1. Greek Period (B.C.)
    a. Hippocrates of Cos (circa 400 B.C.), the 'Father of Medicine', is regarded as one of the founders of anatomy. 
He had two theories in his ancient school of Greek Medicine, first was Knidian which was also known as School of Medicine which mainly focused on diagnosis. The other was Koan that mainly applied general diagnosis and passive treatment, also it focused on patient care, prognosis and not on the diagnosis. 

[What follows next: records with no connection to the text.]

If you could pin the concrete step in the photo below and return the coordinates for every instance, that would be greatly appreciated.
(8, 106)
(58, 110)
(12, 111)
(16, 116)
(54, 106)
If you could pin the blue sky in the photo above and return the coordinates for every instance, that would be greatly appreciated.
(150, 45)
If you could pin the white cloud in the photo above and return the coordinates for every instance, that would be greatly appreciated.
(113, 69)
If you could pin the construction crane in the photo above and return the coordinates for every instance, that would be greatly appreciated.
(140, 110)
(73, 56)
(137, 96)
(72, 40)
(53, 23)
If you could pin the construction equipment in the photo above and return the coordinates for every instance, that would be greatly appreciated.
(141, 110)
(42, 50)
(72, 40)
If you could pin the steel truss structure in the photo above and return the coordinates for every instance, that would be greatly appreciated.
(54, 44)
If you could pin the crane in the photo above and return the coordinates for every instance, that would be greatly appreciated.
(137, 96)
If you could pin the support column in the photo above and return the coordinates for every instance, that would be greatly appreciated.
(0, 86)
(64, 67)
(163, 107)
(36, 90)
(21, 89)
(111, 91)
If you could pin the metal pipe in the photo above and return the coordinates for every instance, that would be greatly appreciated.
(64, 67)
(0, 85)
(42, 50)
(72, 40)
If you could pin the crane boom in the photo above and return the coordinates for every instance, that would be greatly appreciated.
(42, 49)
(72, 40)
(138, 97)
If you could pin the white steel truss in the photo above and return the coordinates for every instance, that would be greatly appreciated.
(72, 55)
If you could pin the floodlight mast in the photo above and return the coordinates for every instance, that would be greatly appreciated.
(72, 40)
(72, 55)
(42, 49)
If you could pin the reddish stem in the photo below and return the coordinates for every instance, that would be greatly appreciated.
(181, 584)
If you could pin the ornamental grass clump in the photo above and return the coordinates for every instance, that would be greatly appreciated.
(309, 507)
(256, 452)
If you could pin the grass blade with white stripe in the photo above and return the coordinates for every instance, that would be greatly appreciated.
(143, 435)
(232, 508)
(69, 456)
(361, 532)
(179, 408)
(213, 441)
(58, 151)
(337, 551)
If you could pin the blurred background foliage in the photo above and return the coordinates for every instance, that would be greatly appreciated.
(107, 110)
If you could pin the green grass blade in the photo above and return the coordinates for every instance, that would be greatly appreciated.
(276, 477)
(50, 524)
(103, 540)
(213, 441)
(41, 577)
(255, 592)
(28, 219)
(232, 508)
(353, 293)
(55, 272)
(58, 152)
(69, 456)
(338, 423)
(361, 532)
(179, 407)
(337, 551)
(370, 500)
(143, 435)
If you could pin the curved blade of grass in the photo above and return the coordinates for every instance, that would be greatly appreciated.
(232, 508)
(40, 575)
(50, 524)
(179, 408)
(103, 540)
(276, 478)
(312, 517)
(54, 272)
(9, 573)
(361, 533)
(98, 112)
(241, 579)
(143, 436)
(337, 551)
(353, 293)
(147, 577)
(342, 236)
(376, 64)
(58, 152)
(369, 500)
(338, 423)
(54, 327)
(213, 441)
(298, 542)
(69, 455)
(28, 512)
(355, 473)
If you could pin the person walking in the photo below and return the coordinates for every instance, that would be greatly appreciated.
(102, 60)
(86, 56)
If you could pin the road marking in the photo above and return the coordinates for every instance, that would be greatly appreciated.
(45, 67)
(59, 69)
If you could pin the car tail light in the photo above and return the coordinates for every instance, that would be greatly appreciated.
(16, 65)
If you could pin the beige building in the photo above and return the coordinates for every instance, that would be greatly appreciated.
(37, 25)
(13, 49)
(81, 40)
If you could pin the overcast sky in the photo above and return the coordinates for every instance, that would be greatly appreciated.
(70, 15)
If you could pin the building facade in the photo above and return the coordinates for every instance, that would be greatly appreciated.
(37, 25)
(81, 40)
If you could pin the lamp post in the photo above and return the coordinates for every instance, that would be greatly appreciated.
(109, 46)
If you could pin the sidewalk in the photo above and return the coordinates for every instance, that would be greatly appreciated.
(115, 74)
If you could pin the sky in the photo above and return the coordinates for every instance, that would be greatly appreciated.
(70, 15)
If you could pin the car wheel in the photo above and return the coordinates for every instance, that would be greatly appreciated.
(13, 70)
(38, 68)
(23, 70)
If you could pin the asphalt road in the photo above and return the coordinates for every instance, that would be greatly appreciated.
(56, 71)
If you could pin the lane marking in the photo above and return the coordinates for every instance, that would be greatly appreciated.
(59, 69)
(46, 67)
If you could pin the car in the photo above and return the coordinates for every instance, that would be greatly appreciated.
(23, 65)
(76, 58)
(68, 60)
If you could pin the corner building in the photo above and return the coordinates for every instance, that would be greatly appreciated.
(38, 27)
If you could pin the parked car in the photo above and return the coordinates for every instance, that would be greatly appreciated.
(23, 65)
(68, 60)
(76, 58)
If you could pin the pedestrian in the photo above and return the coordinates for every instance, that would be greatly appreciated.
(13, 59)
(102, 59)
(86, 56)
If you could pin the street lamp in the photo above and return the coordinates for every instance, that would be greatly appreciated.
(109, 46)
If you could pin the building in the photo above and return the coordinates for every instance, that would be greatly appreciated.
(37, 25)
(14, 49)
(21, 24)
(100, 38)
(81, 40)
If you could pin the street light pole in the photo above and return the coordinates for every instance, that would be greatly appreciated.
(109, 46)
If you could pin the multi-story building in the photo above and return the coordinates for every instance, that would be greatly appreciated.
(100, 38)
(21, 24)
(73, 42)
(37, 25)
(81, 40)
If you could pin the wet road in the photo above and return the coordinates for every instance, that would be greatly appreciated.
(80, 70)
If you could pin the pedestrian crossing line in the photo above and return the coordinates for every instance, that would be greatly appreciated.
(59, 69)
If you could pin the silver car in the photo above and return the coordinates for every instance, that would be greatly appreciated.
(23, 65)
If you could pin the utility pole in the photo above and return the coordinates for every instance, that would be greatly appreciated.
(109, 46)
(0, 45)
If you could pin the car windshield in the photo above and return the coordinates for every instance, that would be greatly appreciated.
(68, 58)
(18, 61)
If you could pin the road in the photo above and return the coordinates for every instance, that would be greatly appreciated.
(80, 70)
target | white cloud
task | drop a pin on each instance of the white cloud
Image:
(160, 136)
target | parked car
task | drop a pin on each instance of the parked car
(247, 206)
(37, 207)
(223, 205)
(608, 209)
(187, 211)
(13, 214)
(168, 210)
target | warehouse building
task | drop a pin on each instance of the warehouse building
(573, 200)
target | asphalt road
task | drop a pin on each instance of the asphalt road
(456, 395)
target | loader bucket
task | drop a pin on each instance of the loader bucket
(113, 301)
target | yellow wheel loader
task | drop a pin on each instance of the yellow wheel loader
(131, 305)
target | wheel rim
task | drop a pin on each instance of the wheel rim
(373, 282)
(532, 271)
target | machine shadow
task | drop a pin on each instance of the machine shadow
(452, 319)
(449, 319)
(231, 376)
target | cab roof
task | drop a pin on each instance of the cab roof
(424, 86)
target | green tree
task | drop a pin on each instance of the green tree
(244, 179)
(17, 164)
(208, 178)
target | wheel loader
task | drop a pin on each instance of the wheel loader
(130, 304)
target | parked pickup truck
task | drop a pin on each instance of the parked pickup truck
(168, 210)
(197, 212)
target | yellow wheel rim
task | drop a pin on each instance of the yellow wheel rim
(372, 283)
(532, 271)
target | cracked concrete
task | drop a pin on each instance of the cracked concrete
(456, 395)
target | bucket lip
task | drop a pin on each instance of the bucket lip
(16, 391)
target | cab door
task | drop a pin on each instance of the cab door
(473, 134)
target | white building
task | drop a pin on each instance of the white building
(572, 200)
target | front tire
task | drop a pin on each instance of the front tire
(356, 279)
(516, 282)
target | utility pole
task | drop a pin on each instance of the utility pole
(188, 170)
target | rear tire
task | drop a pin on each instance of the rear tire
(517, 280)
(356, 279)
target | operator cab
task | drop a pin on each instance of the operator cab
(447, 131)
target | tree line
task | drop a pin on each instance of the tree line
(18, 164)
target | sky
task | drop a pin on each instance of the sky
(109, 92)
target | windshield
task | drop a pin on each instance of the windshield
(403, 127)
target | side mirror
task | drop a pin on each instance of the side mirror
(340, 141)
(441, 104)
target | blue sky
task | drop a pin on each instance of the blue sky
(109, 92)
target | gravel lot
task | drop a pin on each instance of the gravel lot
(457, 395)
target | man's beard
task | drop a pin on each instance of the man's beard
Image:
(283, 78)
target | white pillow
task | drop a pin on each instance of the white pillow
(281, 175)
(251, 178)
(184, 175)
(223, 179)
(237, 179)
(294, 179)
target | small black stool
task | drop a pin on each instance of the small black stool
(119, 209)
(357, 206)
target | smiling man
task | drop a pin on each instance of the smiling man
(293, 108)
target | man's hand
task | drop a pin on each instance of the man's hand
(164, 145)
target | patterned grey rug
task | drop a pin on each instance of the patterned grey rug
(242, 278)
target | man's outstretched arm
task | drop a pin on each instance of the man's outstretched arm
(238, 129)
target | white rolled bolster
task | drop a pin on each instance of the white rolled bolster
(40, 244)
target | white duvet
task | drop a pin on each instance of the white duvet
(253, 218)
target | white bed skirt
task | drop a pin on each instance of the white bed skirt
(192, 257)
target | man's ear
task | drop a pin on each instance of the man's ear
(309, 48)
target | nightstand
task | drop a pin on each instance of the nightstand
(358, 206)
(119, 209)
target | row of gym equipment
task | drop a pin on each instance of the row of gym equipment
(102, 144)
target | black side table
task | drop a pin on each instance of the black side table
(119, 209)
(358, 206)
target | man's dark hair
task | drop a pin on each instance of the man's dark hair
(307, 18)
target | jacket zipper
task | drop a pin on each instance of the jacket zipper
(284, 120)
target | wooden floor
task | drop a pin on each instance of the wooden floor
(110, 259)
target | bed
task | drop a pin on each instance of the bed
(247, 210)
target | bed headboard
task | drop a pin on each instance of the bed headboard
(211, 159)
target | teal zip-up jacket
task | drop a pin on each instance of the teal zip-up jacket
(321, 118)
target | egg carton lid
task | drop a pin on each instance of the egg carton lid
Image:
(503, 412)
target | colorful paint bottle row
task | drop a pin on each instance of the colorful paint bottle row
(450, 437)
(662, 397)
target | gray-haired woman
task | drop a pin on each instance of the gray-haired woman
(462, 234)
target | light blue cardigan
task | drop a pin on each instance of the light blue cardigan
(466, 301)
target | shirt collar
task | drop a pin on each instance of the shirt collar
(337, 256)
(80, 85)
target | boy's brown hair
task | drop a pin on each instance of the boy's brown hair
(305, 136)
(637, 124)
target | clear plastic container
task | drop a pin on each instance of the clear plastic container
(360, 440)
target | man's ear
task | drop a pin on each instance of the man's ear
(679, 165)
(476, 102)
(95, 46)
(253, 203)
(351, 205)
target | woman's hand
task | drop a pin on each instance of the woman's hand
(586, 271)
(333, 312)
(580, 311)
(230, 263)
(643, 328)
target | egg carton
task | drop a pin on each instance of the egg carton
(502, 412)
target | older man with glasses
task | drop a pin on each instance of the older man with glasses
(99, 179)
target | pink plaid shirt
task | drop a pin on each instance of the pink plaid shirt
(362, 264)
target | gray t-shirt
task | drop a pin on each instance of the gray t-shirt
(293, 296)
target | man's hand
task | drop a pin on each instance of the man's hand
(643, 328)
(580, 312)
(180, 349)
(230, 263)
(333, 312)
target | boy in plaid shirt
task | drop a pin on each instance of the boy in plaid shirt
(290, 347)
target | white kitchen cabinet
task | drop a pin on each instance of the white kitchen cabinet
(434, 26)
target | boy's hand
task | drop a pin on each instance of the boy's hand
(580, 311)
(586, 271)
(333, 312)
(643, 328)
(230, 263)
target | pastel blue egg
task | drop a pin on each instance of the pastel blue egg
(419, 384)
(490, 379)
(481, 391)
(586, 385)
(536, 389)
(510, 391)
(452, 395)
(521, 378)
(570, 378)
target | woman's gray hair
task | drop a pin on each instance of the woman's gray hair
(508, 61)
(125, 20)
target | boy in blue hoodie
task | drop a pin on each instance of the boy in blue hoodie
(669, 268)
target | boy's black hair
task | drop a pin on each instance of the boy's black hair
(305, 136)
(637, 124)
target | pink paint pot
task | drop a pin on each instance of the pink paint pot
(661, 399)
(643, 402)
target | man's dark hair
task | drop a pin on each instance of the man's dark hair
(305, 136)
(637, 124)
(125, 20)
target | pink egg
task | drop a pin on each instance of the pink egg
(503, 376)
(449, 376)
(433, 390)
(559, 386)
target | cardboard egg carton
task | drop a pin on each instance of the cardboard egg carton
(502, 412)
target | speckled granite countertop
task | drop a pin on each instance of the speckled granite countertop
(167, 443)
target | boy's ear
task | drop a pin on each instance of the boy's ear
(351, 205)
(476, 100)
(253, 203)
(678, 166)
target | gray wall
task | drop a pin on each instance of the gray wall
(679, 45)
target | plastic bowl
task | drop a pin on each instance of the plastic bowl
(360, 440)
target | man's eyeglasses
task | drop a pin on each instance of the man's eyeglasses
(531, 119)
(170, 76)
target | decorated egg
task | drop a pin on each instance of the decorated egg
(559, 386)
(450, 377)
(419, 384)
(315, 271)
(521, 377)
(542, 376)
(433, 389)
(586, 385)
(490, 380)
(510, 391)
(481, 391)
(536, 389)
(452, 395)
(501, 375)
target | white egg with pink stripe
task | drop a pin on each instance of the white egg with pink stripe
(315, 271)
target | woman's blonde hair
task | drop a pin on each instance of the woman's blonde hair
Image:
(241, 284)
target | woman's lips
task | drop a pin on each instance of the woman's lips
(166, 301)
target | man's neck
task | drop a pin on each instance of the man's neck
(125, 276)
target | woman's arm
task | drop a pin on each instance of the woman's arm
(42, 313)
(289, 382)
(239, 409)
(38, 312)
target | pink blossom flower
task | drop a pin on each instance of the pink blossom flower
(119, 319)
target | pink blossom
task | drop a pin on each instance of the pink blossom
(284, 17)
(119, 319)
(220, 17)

    b. Herophilus of Chalcedon (circa 300 B.C.), is called 'Father of Anatomy'. He was a Greek physician and was one of the first to dissect the Human Body. He distinguished cerebrum from cerebellum, nerves from tendons, arteries from veins, motor from sensory nerves, described various parts of eye, meninges, torcular Herophili, fourth ventricle with calamus scriptorius, hyoid bone, duodenum, prostrate gland, etc. He was a successful teacher and wrote a book on anatomy, A special treatise of the eyes. 

2. Roman Period (A.D.)
Galen of Pergamum (Circa 130-200 A.D.) was also known as 'The Prince of Physicians', practised medicine at Rome. He wrote on many medical subjects like anatomy, physiology, pathology, symptomalogy and treatment. He wrote on anatomy "De anatomicis-administrationibus", his teachings were followed nearly 15 centuries 

3. Fourteenth Century:
Mundinus or Mondino d'Luzzi (1276-1326) alao known as the "restorer of anatomy", was an Italian anatomistand professor at University of Bologna. He wrote a book named as Anathomia, after his death, Mondino was regarded as a "divine master" to such an extent that anything differing from the descriptions in his book was regarded as anomalous or even monstrous.

4. Fifteenth Century:
Leonardo di Vinci of Italy (1452-1519) had originated the cross sectional anatomy, also was one of the greatest geniuses the world has ever known. He made the observations that humours were not located in cerebral spaces or ventricles. He documented that the humours were not contained in the heart or the liver, and that it was the heart that defined the circulatory system. He was the first to define atherosclerosis and liver cirrhosis. He created models of the cerebral ventricles with the use of melted wax and constructed a glass aorta to observe the circulation of blood through the aortic valve by using water and grass seed to watch flow patterns. The drawing of his where created by his observation on dissection named as Treatise on painting.

5. Sixteenth Century:
Vesalius (1514-1564), also known as 'Reformer of Anatomy', was a professor at Padua. He challenged traditional anatomy by applying empirical methods of cadaveric dissection to the study of the human body by Galen thus reviving anatomy after a deadlock of about 15 centuries. His anatomical treatise De Febricia Humani Corporis, written in 7 volumes, revolutionized the anatomy which remained for 2 centuries. 

6. Seventeenth Century:
William Harvey (1578-1657) was an English physician who discovered the blood circulation. His has wrote and published it as Anatomical Exercise on the Motion of the Heart and Blood in Animals, The Works of William Harvey & The Circulation of the Blood and other writings. 

7. Eighteenth Century: 
William Hunter (1718-1783) was a London anatomist and obstetrician. His greatest work was Anatomia uteri umani gravidi. He and his brother founded Hunterian Museum. 

8. Nineteenth Century:
Dissection was mandatory for medical students. Formalin was used as a fixative in 1890s.
Roentgen discovered X-rays in 1895.
Various types of Endoscopes were devised between 1819 and 1899.
Few remarkable anatomists during this century were Ashley Cooper (British Surgeon), Cuvier (French Naturalist), Meckel (German Anatomist) and Henry Gray (wrote Gray's Anatomy).

9. Twentieth Century:
Electron Microscope was invented and also its various modificationsof itswere also devised like transmission EM & SEM, etc.
Ultrasonography & echocardiography were discovered. 
CT - Scan and MRI were devised.
Tissue culture was developed. 
Infertility was discovered, which gave hopes to families Gamete Intrafallopian Transfer (GIFT) was started. 

10. Twenty First Century:
Foetal medicine and 'in-utero' treatments are emerging.
Many vaccines are researched for various diseases including COVID 19.